Wednesday, September 12, 2012

The Last Green Beans of Summer: Home-Done Ftrench Cut

Tough Green Bean Rescue: French cut!
Big ole green zeppelins. Those are the green beans I came home to after a week on the beach, a far cry from the tender haricots verts those plants were supposed to be producing. This batch was pretty much the last gasp of those plants; half their leaves were gone, and they look very sad. Zeppelins is really an exaggeration, but they were BIG. And tough and stringy, two attributes that have been bred out of modern beans, assuming you pluck them off the bushes and vines before they are mature.

The best way to use overly large, mature vegetables is usually to slice them into smaller pieces and cook them long enough to tenderize them.

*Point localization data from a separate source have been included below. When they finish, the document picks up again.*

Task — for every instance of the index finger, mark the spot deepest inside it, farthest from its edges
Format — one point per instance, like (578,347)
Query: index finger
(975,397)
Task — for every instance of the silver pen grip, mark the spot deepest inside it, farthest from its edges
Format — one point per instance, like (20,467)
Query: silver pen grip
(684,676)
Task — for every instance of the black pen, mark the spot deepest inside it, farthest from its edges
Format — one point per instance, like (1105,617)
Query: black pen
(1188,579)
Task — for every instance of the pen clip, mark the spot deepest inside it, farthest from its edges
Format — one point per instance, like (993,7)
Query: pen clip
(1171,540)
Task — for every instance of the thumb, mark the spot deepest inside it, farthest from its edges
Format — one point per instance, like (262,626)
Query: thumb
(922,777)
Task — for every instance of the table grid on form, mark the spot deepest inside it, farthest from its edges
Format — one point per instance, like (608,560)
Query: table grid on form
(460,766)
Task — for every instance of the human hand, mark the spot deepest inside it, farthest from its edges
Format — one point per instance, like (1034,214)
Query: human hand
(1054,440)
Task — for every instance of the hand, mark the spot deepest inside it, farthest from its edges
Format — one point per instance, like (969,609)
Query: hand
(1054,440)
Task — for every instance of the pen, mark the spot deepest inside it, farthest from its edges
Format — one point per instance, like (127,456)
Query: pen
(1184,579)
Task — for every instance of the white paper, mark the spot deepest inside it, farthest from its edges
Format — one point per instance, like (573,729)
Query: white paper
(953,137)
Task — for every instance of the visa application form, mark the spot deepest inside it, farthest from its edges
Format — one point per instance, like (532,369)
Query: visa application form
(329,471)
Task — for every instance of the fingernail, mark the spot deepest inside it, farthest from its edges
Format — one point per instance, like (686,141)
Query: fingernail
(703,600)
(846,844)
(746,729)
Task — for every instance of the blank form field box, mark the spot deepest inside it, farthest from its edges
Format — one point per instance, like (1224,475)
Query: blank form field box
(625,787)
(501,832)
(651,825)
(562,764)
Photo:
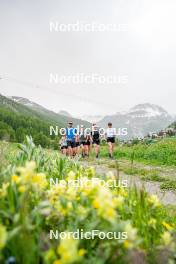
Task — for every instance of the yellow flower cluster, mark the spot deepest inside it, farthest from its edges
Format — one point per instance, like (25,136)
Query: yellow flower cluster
(154,201)
(28,177)
(68,251)
(132,236)
(3,189)
(98,196)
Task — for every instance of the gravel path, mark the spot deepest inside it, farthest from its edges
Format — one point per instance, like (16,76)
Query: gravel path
(166,197)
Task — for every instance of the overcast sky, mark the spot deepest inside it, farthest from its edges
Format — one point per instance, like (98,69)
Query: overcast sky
(145,52)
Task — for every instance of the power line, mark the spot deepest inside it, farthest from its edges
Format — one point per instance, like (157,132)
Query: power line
(41,87)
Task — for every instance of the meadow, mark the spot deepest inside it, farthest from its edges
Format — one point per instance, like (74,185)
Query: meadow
(161,152)
(30,208)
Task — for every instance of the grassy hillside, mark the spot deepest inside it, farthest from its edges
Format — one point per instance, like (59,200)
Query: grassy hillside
(17,121)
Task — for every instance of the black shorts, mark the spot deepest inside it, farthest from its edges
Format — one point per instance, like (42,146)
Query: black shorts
(96,141)
(64,147)
(71,144)
(112,140)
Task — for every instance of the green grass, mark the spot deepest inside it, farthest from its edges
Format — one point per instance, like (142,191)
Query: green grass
(162,152)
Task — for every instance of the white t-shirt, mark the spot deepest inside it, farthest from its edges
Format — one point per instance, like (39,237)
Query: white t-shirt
(111,132)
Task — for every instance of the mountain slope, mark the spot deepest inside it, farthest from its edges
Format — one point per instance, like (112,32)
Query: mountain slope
(139,120)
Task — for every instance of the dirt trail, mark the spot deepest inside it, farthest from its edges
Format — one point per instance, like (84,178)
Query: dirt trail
(166,197)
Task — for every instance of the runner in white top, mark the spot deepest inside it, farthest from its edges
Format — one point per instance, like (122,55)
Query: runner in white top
(110,135)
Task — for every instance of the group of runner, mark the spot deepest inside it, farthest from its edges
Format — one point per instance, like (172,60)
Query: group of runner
(75,142)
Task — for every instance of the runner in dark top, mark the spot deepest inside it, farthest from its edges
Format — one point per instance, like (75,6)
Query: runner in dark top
(96,139)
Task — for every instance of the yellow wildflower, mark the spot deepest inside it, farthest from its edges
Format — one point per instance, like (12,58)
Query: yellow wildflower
(3,236)
(167,226)
(152,222)
(68,250)
(3,190)
(166,238)
(22,189)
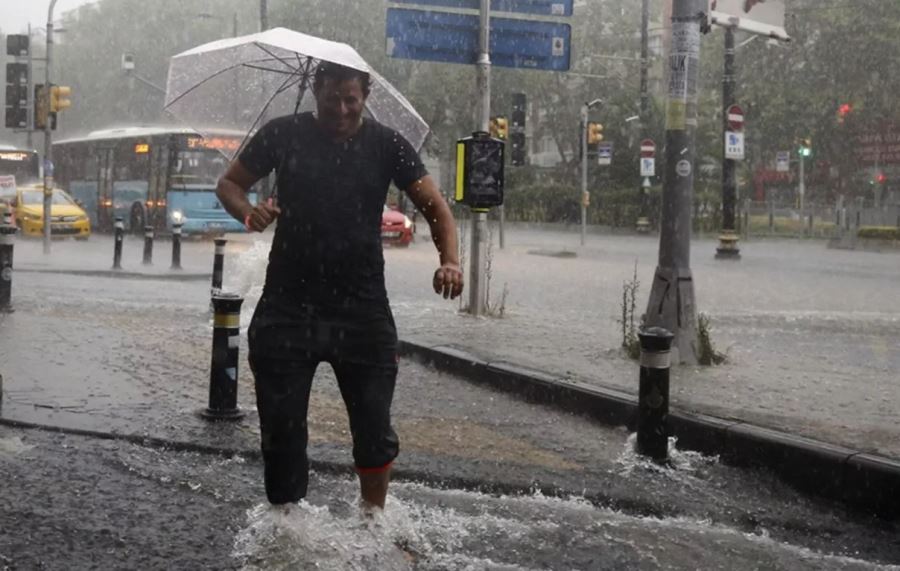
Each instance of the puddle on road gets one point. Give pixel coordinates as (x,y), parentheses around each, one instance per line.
(430,529)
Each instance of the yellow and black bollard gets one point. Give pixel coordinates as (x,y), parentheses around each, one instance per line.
(119,238)
(223,373)
(176,246)
(148,245)
(653,394)
(218,264)
(7,231)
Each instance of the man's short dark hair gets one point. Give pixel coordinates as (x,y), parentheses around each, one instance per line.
(336,72)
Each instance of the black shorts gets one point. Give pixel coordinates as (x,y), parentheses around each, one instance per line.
(284,375)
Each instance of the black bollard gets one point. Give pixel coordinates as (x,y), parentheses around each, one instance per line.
(218,264)
(148,245)
(176,246)
(653,394)
(119,238)
(223,372)
(7,231)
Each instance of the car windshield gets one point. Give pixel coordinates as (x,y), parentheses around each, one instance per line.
(31,197)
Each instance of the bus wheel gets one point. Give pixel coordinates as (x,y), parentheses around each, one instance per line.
(137,220)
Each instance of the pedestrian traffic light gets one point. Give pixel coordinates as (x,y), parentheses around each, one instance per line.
(16,116)
(59,98)
(595,133)
(40,107)
(479,171)
(499,127)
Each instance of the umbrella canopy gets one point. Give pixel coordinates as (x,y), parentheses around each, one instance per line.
(238,83)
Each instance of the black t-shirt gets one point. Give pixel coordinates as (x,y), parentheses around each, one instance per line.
(327,245)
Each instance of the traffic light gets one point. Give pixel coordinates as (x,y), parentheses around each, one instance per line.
(518,153)
(59,97)
(499,127)
(16,96)
(595,133)
(40,107)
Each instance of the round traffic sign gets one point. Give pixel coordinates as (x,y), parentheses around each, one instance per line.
(735,118)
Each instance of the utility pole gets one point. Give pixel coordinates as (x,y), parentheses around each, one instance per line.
(672,304)
(479,219)
(48,132)
(263,16)
(728,238)
(585,115)
(29,127)
(643,223)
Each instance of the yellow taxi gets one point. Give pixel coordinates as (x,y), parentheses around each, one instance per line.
(67,219)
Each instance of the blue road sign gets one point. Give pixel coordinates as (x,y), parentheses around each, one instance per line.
(453,38)
(540,7)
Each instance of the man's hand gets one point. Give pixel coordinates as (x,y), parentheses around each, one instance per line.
(448,281)
(261,215)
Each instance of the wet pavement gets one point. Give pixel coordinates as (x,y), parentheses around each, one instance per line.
(130,357)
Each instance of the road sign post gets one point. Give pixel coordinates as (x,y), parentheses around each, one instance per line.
(648,170)
(671,304)
(733,125)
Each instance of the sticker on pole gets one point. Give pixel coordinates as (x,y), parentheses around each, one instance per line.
(734,146)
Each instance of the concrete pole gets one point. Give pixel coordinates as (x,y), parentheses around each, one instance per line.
(671,303)
(29,122)
(643,222)
(479,218)
(584,120)
(728,238)
(48,132)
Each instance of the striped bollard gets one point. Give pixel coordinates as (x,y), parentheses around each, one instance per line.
(218,264)
(7,231)
(148,245)
(176,246)
(119,238)
(653,394)
(223,372)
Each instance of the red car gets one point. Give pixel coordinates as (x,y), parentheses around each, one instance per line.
(396,228)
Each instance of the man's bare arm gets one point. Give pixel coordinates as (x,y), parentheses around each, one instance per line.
(232,192)
(448,279)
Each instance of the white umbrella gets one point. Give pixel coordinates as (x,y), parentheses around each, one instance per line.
(237,82)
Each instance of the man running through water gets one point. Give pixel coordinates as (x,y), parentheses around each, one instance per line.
(324,298)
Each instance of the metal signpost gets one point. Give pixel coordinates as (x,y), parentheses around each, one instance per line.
(463,36)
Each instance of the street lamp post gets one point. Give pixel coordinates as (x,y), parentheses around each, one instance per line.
(48,157)
(585,109)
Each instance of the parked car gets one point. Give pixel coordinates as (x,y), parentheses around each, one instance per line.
(396,228)
(67,218)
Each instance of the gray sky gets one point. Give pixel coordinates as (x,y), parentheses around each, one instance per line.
(16,14)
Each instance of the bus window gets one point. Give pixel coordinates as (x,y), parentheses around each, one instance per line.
(24,165)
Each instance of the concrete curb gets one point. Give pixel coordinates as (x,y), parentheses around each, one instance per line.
(120,274)
(863,481)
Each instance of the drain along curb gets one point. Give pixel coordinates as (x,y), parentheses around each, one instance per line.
(864,481)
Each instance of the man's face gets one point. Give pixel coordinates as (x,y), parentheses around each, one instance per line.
(340,105)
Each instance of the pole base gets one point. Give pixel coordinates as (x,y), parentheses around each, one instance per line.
(728,248)
(214,414)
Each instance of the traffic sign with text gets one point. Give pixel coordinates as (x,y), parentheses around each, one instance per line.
(453,38)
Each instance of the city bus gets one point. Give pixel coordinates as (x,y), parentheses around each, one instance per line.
(149,176)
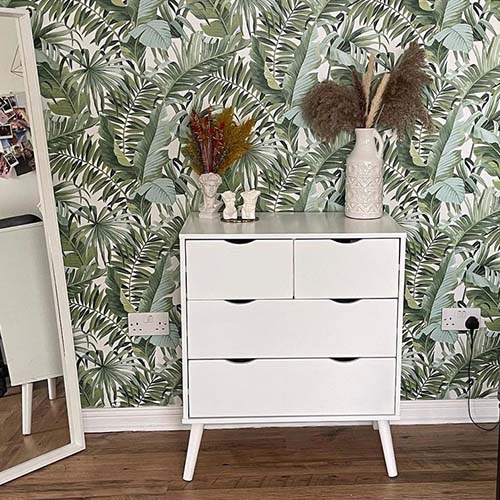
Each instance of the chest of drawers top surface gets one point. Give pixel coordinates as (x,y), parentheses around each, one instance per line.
(296,224)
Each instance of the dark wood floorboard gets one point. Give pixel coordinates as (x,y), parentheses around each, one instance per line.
(455,462)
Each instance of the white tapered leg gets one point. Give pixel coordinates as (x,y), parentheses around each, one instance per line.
(384,429)
(192,452)
(27,403)
(51,384)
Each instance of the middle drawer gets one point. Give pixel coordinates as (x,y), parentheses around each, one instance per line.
(292,328)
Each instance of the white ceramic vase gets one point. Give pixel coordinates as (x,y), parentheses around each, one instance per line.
(230,212)
(365,176)
(249,204)
(209,184)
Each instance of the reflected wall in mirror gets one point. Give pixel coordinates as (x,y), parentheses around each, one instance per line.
(40,417)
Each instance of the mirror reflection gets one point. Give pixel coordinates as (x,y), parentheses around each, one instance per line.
(33,415)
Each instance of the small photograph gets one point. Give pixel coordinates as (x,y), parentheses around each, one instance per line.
(3,118)
(6,105)
(12,101)
(25,158)
(5,168)
(6,132)
(11,159)
(21,115)
(16,149)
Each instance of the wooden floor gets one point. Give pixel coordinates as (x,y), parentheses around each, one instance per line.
(50,428)
(455,462)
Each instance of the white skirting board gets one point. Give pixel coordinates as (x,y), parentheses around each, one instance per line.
(152,418)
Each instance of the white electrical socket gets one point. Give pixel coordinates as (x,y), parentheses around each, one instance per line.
(146,324)
(454,318)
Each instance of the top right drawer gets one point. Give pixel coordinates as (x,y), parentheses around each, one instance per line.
(347,269)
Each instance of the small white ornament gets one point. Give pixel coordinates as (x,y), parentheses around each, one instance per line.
(249,203)
(209,185)
(230,211)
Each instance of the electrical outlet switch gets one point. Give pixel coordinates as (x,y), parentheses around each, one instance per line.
(453,318)
(146,324)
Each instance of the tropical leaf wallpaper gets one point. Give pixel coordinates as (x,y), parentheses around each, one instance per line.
(120,77)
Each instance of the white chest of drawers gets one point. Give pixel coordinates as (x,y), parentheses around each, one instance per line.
(294,318)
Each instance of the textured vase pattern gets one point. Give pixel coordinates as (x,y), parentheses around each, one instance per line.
(364,177)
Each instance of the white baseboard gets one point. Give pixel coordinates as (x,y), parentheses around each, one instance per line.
(152,418)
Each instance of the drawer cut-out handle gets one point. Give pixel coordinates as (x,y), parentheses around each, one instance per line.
(239,242)
(345,301)
(347,240)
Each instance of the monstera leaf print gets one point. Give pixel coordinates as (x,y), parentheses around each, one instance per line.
(119,79)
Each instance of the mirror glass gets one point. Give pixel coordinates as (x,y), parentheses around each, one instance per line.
(33,414)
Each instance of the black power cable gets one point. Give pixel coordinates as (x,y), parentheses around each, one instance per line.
(472,324)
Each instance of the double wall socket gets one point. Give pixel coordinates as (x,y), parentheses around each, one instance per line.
(454,318)
(146,324)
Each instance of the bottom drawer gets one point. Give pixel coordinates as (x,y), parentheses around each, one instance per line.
(292,387)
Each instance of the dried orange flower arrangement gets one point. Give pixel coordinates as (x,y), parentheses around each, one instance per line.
(395,102)
(216,142)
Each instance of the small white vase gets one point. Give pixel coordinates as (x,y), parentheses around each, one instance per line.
(249,204)
(230,212)
(209,185)
(365,176)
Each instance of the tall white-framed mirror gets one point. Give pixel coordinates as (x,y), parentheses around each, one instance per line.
(40,413)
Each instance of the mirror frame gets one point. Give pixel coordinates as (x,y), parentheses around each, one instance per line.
(56,263)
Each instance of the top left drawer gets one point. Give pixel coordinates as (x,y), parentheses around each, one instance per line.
(239,269)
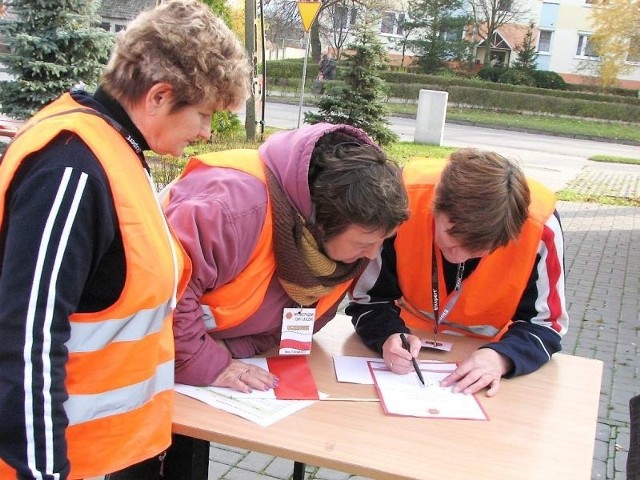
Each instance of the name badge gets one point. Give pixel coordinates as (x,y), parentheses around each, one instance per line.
(297,331)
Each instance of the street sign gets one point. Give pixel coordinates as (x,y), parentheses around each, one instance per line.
(308,13)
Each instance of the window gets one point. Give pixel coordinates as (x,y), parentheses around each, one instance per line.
(634,50)
(392,23)
(504,5)
(544,41)
(584,47)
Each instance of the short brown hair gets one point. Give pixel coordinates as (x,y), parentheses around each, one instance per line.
(485,197)
(183,43)
(352,182)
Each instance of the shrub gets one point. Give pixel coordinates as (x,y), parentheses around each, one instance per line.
(546,79)
(490,74)
(513,76)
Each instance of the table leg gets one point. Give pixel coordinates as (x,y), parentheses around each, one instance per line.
(298,470)
(187,459)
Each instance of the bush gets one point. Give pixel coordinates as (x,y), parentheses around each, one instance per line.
(491,74)
(513,76)
(546,79)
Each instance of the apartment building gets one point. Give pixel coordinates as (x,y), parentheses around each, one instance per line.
(563,29)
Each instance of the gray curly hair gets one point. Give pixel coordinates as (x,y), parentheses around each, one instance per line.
(185,45)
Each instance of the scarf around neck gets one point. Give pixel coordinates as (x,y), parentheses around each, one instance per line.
(303,270)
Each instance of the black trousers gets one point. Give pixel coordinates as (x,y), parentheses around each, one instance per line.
(185,459)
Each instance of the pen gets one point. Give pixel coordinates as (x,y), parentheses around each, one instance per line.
(405,344)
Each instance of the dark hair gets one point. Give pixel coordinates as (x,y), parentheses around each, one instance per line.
(485,197)
(353,183)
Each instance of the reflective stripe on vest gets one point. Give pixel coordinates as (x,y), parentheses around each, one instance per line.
(234,302)
(94,336)
(491,293)
(85,408)
(120,367)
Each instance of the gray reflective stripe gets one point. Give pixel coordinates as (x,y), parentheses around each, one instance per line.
(94,336)
(485,330)
(83,408)
(209,319)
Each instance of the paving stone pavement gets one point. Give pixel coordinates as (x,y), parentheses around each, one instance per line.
(602,261)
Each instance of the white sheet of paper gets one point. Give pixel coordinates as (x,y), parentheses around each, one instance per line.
(405,395)
(262,411)
(356,369)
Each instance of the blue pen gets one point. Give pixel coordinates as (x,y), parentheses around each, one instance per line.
(405,344)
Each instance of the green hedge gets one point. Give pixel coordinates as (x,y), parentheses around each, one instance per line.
(475,93)
(398,77)
(523,102)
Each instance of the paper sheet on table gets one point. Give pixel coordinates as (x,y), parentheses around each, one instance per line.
(356,369)
(405,395)
(296,380)
(263,411)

Works fine for giant zucchini, carrot clubs and softball-sized turnips. It would be tedious and hugely time consuming to hand sliver beans with a knife, though, or just consign them to the compost bin if all else fails.

Being weird, and not willing to waste (or compost) anything the garden produces at this point of the year when everything is winding down, I had to go rummaging to find my vintage bean frencher or slicer that I had stashed. It's one of those things that I bought years ago at a garage sale and am happy to have about once a year when I've let my green beans get overly large.It's heavy small, dark green and marked Hunersdorff, Germany, so it likely dates from before WWII. Nice solid tool, with 6 sharp blades that turn with a hand crank. I can imagine the original owner, wearing a print apron, cranking out buckets of slivered green beans to can for the winter. There are modern versions, including a very good one called a Bean Krisk that you can buy online from Kitchen Kapers, but I still like to bring out this old German workhorse and crank out some french-cut beans for dinner. I feel virtuous not wasting the last of this years beans.

My vintage bean cutter,
it'll probably mystify its next owner.
My kitchen counters, and my kitchen table are too thick to tighten the clamp onto, but necessity being a mother, I stuck it to a snack table with a kitchen towel to protect the wood finish. Not pretty, but serviceable.

If you french-cut beans, start by cooking them in salted, boiling water for a normal cooking time, and start tasting. If they are large but not too tough they could be cooked in as little as 7 minutes, but they could take twice that long if they were stringy and mature. Doodle them up with good butter, and salt if needed or flavored olive oil. Eat and enjoy smugly.